Beckman’s letter acknowledges the limits of NYU’s influence in Abu Dhabi, but implies it is legitimate, albeit unfortunate, for the UAE state to ride roughshod over the principle of academic mobility (internally, this tendency has resulted in the detention and persecution of Emirati intellectuals–for example, Nasser bin Ghaith, an economics lecturer at the Sorbonne Abu Dhabi, was  arrested again last month and his whereabouts are unknown). What is the likely upshot of NYU’s deference to this exercise of state power? UAE authorities will be left to decide which kinds of research in the Emirates are appropriate and which are deemed unacceptable.  

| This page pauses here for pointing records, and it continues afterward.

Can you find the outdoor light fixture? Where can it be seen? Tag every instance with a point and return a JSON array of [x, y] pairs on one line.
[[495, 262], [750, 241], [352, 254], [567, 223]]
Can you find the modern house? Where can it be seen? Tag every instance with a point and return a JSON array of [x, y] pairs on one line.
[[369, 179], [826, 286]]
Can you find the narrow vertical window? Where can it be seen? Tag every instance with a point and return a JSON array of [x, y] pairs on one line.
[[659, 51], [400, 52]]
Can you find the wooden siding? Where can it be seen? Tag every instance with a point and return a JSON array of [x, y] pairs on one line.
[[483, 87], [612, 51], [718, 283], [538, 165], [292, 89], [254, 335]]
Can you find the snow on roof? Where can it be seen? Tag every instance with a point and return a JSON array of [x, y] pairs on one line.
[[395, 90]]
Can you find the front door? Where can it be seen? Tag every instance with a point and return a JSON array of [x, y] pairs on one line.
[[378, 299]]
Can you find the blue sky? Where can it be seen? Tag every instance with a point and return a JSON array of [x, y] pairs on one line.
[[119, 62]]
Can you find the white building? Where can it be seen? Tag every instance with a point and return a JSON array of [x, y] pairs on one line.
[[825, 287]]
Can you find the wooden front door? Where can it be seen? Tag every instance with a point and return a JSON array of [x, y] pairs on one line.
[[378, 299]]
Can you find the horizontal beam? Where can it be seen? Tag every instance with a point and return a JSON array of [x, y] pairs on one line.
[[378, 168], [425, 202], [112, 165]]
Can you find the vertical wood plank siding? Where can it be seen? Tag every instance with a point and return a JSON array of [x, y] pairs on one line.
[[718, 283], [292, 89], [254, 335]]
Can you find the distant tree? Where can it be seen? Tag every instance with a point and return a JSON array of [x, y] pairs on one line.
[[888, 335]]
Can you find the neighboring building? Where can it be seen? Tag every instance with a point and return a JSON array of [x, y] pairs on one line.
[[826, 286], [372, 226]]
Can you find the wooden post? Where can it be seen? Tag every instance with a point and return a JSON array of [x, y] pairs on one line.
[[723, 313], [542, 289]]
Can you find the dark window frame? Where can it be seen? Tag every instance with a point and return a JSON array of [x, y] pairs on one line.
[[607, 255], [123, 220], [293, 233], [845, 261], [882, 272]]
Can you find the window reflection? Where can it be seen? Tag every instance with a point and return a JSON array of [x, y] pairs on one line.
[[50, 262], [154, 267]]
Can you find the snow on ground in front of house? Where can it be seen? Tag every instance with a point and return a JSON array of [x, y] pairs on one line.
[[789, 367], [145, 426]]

It is simply not enough to express regret at this outcome, as Beckman does, or to assert, as is habitually done by other administrators, that transparency is not part of UAE’s “culture.” NYU faculty and students deserve, and should require, much more clarity on these matters. Otherwise, it is all but certain that they will be disinclined to take on research likely to be viewed with disapproval by state authorities. In the case of field research that I was blocked from undertaking, who will now go to labor camps and worksites to study the conditions of migrant workers (90% of the UAE population) and report publicly on their findings?

The NYU community needs more solid assurances than Beckman or John Sexton have provided about the protection of our speech. In addition, the administration should make available the initial contract that President Sexton signed with the Abu Dhabi authorities, along with the agreement regarding academic freedom that was hastily worked out in advance of the opening of NYUAD. Such steps would be in keeping with the principles of access to information that a robust and confident university should embrace and uphold.

Andrew Ross is a professor at NYU New York and is the president of the NYU chapter of the American Association of University Professors.